Abstract:
This project aims to verify if, with specific statistical learning techniques, we can build a model for the estimation of a car insurance policy.
The starting point is a dataset referring to hundreds of thousands of quotes stored in a web estimate calculator, provided to brokers and insurance agents. We want to see if this information can be used for finding a model that can replace fee calculation operations, usually based on very complicated formulas.
This proposal is a very important challenge which will support a management decision process. It involves using big data to provide more advanced services to customers, and increase competitiveness.
This pas was chosen because in the last few years the spread of the Internet and new technologies have revolutionised the ability to process large amounts of data. This revolution is also taking place in the insurance sector, where some kinds of questions like pricing, cross-selling, claim innovation and fraud prevention can take advantage from the large amount of collected information.
This, in fact, represents a challenge, because all these data have a hidden potential that can be used to offer to customer the so called 'next best product' at the right time. Working with big data means braiding technology with business, and companies which can understand before others this interaction surely can benefit from proposing new business solutions in advance. Therefore, we want to use big data to see if it is possible to predict the price of an insurance premium by using statistical techniques, without analysing the real algorithm used to build the cost of the insurance.

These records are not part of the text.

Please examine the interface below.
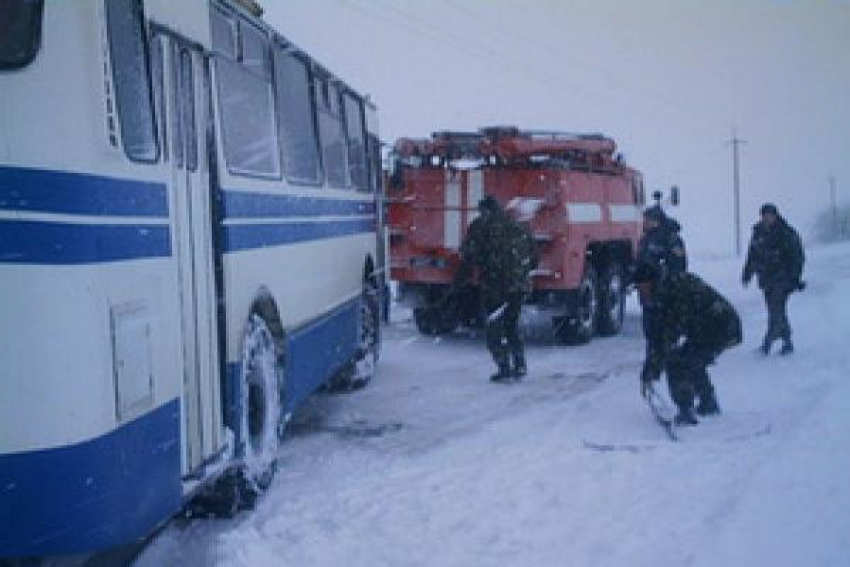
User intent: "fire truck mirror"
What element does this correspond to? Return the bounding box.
[670,185,680,206]
[389,154,404,190]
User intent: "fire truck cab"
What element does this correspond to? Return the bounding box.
[387,126,646,343]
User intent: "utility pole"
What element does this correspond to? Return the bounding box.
[829,175,838,238]
[727,129,747,256]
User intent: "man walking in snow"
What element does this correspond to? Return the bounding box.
[742,203,805,355]
[635,263,742,425]
[455,195,538,383]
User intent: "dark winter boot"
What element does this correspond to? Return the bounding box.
[779,340,794,355]
[512,352,527,379]
[490,365,514,383]
[696,393,721,417]
[674,406,699,426]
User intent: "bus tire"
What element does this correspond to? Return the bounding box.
[239,313,283,496]
[556,265,599,344]
[329,278,381,391]
[598,261,626,336]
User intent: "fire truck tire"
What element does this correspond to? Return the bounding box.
[556,265,599,344]
[598,261,626,336]
[413,305,457,336]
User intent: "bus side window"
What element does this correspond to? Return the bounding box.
[315,76,349,188]
[0,0,44,70]
[169,43,183,169]
[214,18,281,179]
[343,92,369,192]
[273,47,323,185]
[149,34,168,163]
[105,0,159,163]
[179,48,197,172]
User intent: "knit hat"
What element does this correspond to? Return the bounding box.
[760,203,778,216]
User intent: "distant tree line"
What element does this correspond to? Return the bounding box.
[813,204,850,242]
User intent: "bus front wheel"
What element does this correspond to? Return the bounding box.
[239,313,284,498]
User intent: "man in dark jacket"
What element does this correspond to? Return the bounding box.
[456,195,538,383]
[742,203,805,355]
[637,205,688,276]
[635,263,742,425]
[636,205,688,386]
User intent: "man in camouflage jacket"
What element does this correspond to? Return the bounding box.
[635,263,742,425]
[742,203,805,355]
[456,195,538,382]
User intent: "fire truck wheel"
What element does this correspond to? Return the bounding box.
[598,261,626,336]
[413,305,457,336]
[556,265,599,344]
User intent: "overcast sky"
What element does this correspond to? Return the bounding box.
[263,0,850,255]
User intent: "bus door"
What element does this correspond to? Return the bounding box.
[161,36,223,474]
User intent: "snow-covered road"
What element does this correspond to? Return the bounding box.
[136,242,850,567]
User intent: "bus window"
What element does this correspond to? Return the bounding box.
[210,7,237,59]
[273,48,322,185]
[214,27,280,178]
[149,35,168,162]
[343,92,369,192]
[239,21,269,78]
[179,49,197,172]
[316,76,349,188]
[0,0,43,70]
[106,0,158,163]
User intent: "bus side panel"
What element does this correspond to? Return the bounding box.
[0,400,181,557]
[284,298,359,409]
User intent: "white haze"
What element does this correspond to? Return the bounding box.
[264,0,850,255]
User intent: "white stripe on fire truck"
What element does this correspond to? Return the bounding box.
[445,171,462,250]
[467,169,482,228]
[608,204,640,222]
[566,203,603,223]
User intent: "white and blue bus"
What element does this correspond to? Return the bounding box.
[0,0,384,557]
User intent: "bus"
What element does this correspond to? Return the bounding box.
[0,0,384,557]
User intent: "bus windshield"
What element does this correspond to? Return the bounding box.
[0,0,43,70]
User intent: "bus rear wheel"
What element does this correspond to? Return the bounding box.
[328,278,381,391]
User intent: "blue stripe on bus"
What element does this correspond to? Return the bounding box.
[0,165,168,217]
[222,218,375,252]
[0,220,171,264]
[223,189,375,218]
[0,399,182,557]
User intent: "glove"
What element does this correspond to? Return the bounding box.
[640,366,660,398]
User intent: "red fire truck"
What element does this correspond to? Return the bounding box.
[387,126,646,343]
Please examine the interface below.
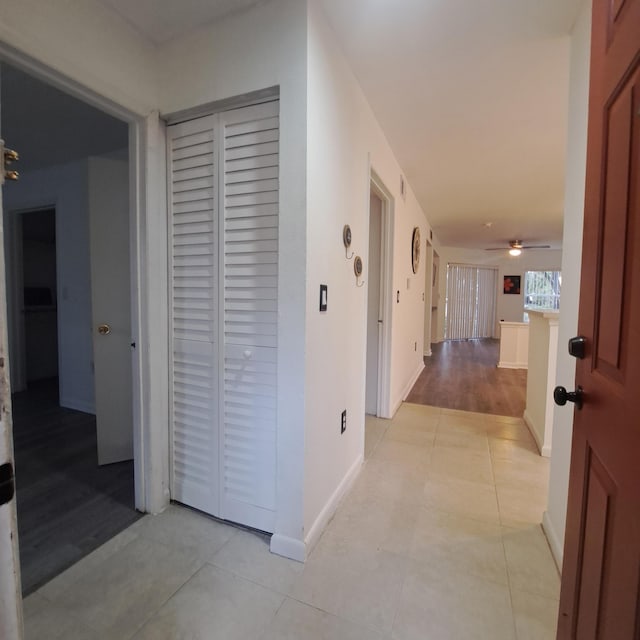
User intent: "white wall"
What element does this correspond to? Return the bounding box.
[157,0,309,556]
[0,0,157,115]
[543,0,591,568]
[304,0,429,544]
[3,160,95,412]
[434,246,562,341]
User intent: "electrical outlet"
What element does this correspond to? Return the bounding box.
[341,409,347,434]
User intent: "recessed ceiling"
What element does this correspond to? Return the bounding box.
[100,0,266,45]
[319,0,584,249]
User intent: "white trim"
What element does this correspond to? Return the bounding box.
[542,511,563,572]
[269,534,306,563]
[302,453,363,559]
[163,86,280,125]
[391,396,403,418]
[423,349,432,357]
[369,167,394,419]
[138,112,170,514]
[523,410,551,457]
[497,361,528,370]
[402,361,425,401]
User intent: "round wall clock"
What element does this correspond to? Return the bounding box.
[411,227,421,274]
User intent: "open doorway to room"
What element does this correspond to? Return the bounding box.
[18,208,59,393]
[1,62,140,595]
[364,173,393,421]
[365,191,383,416]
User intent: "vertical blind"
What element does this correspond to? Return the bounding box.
[445,264,498,340]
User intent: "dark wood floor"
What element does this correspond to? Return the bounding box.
[406,339,527,416]
[11,378,141,595]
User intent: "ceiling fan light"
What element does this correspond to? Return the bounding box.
[509,248,522,257]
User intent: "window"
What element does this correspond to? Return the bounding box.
[524,271,561,311]
[445,264,498,340]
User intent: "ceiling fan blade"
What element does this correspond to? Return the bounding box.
[521,244,551,249]
[484,247,507,251]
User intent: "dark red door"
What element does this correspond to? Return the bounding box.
[557,0,640,638]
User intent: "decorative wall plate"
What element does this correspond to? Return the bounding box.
[411,227,421,274]
[354,255,363,278]
[343,224,352,249]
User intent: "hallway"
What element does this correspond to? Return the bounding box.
[407,339,527,417]
[23,403,557,639]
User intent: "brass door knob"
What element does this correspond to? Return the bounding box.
[97,324,111,335]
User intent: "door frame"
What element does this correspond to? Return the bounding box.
[0,45,168,517]
[368,168,394,419]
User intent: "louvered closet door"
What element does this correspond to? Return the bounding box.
[219,101,278,532]
[168,101,279,532]
[168,115,220,516]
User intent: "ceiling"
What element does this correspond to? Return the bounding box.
[6,0,582,250]
[1,64,128,172]
[318,0,583,250]
[109,0,579,250]
[100,0,266,45]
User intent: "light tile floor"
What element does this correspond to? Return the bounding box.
[23,403,560,639]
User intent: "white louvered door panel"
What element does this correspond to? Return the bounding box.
[219,101,279,532]
[168,115,220,516]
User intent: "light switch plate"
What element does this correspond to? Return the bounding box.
[319,284,328,312]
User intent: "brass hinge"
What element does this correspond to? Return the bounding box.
[0,462,15,506]
[0,139,19,185]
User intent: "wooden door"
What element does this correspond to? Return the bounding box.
[557,0,640,637]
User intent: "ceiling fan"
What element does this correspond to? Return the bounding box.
[485,240,551,256]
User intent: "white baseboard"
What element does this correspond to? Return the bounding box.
[270,534,306,563]
[389,361,425,418]
[523,410,551,457]
[423,349,432,357]
[402,361,425,401]
[60,396,96,415]
[301,453,363,559]
[542,510,563,572]
[497,361,528,370]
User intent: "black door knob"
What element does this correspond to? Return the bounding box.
[554,385,584,410]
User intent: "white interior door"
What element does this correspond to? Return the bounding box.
[218,102,279,532]
[365,192,382,415]
[89,155,133,465]
[0,142,24,639]
[168,100,279,532]
[168,113,219,515]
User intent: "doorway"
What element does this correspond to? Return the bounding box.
[19,208,58,391]
[365,174,392,418]
[1,63,140,594]
[365,192,383,415]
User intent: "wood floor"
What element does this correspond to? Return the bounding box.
[11,378,141,595]
[406,339,527,416]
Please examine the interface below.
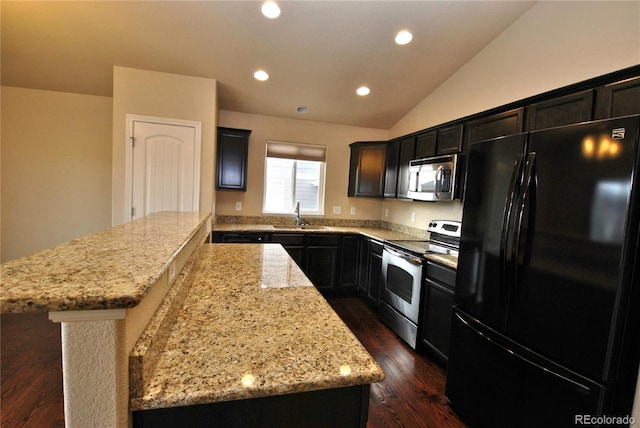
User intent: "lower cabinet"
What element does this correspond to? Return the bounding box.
[214,232,358,292]
[420,261,456,363]
[133,384,371,428]
[305,234,339,290]
[357,238,383,307]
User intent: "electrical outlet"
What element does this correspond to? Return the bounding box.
[350,207,356,215]
[411,212,416,222]
[235,202,242,211]
[333,206,341,214]
[384,208,389,217]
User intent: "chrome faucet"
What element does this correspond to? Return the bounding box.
[295,201,302,226]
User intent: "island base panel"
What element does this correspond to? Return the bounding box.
[133,384,370,428]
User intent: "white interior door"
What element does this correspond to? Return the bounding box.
[130,119,200,221]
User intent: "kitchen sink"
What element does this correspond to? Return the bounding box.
[271,225,327,230]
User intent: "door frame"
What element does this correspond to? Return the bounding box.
[124,114,202,222]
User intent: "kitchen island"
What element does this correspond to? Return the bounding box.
[1,212,384,427]
[130,243,384,427]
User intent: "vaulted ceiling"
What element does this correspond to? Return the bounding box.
[1,1,535,129]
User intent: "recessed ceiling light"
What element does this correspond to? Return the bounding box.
[395,30,413,45]
[254,70,269,81]
[356,86,371,96]
[296,106,309,113]
[261,1,281,19]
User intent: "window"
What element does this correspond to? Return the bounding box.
[263,141,326,215]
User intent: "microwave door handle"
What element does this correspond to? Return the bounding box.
[435,166,444,199]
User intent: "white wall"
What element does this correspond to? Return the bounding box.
[111,67,218,226]
[1,87,112,262]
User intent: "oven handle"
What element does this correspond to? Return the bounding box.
[383,247,423,266]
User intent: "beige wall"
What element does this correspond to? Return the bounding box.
[383,0,640,230]
[216,110,388,220]
[111,66,218,226]
[1,86,112,262]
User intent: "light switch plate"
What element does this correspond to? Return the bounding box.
[350,207,356,215]
[411,212,416,222]
[333,206,341,214]
[235,202,242,211]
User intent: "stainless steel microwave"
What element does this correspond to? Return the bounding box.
[407,154,458,201]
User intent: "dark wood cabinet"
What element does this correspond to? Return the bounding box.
[134,384,371,428]
[415,131,437,158]
[383,140,400,198]
[396,136,416,199]
[436,124,464,154]
[305,234,339,290]
[420,261,456,363]
[216,127,251,191]
[595,76,640,119]
[271,233,305,267]
[211,231,269,243]
[365,239,383,307]
[339,235,360,290]
[348,142,387,197]
[463,108,524,148]
[525,90,593,131]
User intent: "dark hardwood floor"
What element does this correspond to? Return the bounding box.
[1,312,64,427]
[1,296,465,428]
[327,296,466,428]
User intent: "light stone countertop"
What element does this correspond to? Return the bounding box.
[0,212,211,313]
[212,223,458,270]
[130,243,385,411]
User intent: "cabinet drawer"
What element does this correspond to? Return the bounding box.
[271,233,305,246]
[425,261,456,287]
[369,239,384,256]
[307,234,339,246]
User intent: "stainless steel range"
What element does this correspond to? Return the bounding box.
[380,220,461,349]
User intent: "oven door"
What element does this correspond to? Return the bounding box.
[381,247,424,324]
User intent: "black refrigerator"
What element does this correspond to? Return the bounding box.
[446,116,640,427]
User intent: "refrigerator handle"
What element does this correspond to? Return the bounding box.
[500,154,524,305]
[512,152,537,309]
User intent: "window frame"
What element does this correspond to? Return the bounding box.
[262,141,326,216]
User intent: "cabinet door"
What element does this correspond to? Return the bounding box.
[357,238,369,294]
[339,235,360,290]
[594,76,640,119]
[348,143,386,197]
[396,136,416,199]
[463,108,524,148]
[216,127,250,190]
[436,124,463,154]
[384,140,400,198]
[306,235,339,290]
[415,131,437,159]
[525,90,594,131]
[271,233,305,267]
[366,240,384,306]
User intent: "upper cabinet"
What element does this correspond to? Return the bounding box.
[348,142,387,198]
[594,76,640,120]
[216,127,251,191]
[384,139,400,198]
[464,108,524,148]
[396,136,416,199]
[525,90,593,131]
[415,124,463,158]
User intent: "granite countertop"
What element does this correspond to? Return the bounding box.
[0,212,211,313]
[130,243,385,411]
[212,223,458,270]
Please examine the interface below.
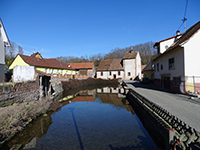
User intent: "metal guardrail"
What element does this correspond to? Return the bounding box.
[124,82,200,150]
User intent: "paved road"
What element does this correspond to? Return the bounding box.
[124,80,200,132]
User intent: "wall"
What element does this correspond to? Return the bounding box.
[96,71,109,79]
[0,78,40,107]
[0,27,4,82]
[123,59,135,80]
[184,29,200,77]
[159,38,176,54]
[135,53,141,78]
[96,70,124,79]
[9,55,30,70]
[154,47,184,80]
[36,67,75,76]
[13,66,35,82]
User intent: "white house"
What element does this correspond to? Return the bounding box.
[153,20,200,94]
[96,51,141,80]
[0,18,10,82]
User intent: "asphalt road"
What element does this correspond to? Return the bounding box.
[124,80,200,132]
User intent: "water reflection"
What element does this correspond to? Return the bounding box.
[4,85,157,150]
[4,112,53,150]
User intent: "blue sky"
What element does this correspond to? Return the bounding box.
[1,0,200,58]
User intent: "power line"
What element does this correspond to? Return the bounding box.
[174,0,188,35]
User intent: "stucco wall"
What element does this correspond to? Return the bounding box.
[124,59,135,79]
[184,29,200,77]
[136,53,141,78]
[13,66,35,82]
[97,70,124,79]
[0,31,4,65]
[154,47,184,80]
[159,38,176,54]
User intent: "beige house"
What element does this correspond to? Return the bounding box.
[96,50,141,80]
[0,18,10,82]
[153,21,200,94]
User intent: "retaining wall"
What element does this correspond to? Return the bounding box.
[0,77,40,107]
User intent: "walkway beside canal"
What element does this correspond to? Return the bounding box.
[123,80,200,132]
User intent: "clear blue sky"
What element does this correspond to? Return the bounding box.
[1,0,199,58]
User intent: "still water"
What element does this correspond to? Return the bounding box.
[7,87,157,150]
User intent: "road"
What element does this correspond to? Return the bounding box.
[124,80,200,132]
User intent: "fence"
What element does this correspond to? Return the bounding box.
[179,76,200,96]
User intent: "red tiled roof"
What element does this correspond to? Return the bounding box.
[154,20,200,61]
[19,54,73,70]
[97,59,123,71]
[69,62,94,69]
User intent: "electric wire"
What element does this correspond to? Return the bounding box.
[174,0,188,35]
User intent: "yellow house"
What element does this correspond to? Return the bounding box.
[142,61,154,80]
[9,53,75,75]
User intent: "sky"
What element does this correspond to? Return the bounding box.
[0,0,200,59]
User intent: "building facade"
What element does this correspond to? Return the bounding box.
[9,54,75,76]
[96,51,141,80]
[153,21,200,94]
[0,19,10,82]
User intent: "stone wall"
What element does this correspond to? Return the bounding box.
[0,76,40,107]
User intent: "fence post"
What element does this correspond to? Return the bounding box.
[193,76,197,97]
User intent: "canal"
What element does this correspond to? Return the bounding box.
[5,86,158,150]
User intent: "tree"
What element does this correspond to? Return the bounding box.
[5,41,24,65]
[18,45,23,55]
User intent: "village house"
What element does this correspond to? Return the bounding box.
[142,62,154,80]
[0,18,10,82]
[153,20,200,94]
[68,62,95,78]
[96,50,141,80]
[9,53,76,77]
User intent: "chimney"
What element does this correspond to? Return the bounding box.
[129,47,134,53]
[176,30,180,35]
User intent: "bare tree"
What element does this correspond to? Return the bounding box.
[18,45,23,55]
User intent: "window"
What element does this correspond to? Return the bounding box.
[169,58,175,69]
[161,64,163,70]
[157,63,159,71]
[118,71,120,75]
[101,72,103,76]
[173,77,181,86]
[110,71,112,76]
[128,72,131,76]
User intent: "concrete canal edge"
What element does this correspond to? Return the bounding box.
[122,81,200,150]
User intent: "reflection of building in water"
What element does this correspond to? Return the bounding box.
[6,112,53,149]
[61,89,96,107]
[97,86,125,98]
[73,89,96,102]
[97,87,134,114]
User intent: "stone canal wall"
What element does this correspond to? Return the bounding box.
[0,78,40,107]
[123,82,200,150]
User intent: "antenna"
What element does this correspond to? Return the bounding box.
[182,0,188,32]
[174,0,188,35]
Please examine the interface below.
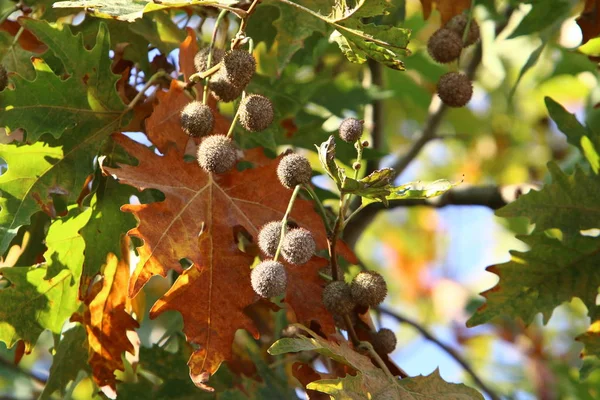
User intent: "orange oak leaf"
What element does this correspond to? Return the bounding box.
[104,133,338,387]
[420,0,471,24]
[180,27,199,82]
[285,256,335,334]
[71,241,139,398]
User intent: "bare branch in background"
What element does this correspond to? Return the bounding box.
[379,307,501,400]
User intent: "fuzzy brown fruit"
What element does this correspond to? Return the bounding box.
[210,69,245,103]
[222,49,256,89]
[239,94,274,132]
[251,260,287,298]
[372,328,397,354]
[180,101,214,137]
[322,281,355,316]
[257,221,282,257]
[437,72,473,108]
[339,117,364,143]
[350,271,387,307]
[194,47,225,73]
[196,135,237,174]
[277,153,312,189]
[281,228,315,265]
[446,14,480,47]
[427,28,463,64]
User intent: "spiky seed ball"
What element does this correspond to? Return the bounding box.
[196,135,237,174]
[251,260,287,298]
[194,47,225,73]
[427,28,463,64]
[281,228,315,265]
[180,101,214,137]
[437,72,473,108]
[339,118,364,143]
[372,328,397,354]
[222,49,256,89]
[258,221,282,257]
[277,153,312,189]
[350,271,387,307]
[239,94,274,132]
[210,69,245,102]
[322,281,355,316]
[0,65,7,91]
[446,14,480,47]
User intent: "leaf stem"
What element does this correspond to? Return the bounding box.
[274,185,302,261]
[343,202,366,228]
[231,0,261,49]
[302,184,333,233]
[203,9,229,105]
[126,70,167,111]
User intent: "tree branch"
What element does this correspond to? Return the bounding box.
[379,307,501,400]
[344,183,537,247]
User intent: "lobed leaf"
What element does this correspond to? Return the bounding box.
[269,325,483,399]
[0,208,89,351]
[496,163,600,237]
[467,232,600,327]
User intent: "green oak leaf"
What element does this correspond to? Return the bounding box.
[0,208,89,351]
[496,163,600,237]
[332,21,411,70]
[467,232,600,328]
[40,324,90,400]
[545,97,600,173]
[80,173,137,282]
[269,324,482,399]
[508,0,570,39]
[329,0,391,21]
[262,0,328,74]
[341,168,395,205]
[0,21,130,255]
[0,19,125,142]
[53,0,238,22]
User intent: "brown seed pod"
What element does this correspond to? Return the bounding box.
[437,72,473,108]
[446,14,480,47]
[210,69,245,103]
[251,260,287,298]
[180,101,214,137]
[222,49,256,89]
[277,153,312,189]
[0,65,7,91]
[350,271,387,307]
[194,47,225,73]
[257,221,282,257]
[196,135,237,174]
[239,94,274,132]
[427,28,463,64]
[339,118,364,143]
[322,281,355,316]
[281,228,315,265]
[371,328,397,354]
[333,312,358,331]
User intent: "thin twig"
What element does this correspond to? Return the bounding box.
[302,184,333,233]
[231,0,261,49]
[203,9,228,105]
[126,70,167,111]
[379,307,501,400]
[274,185,302,261]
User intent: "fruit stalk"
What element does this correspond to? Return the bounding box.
[203,9,229,105]
[273,184,302,262]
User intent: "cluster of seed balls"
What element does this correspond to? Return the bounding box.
[180,47,274,174]
[427,13,480,108]
[250,152,315,298]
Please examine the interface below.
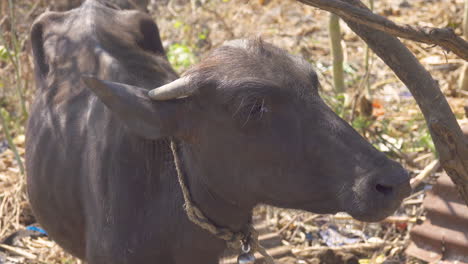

Although it may seem an easy task, this work hides many difficulties, due to the fact that it is a preliminary phase in which we not only explore the feasibility of an idea, but also get familiar with new methods of data analysis.
This is why the work is developed into two steps: on the one hand, we consider the purely theoretical and scientific aspects useful to provide the basic knowledge; on the other hand, we use programming for implementing complex statistical analysis on a large dataset.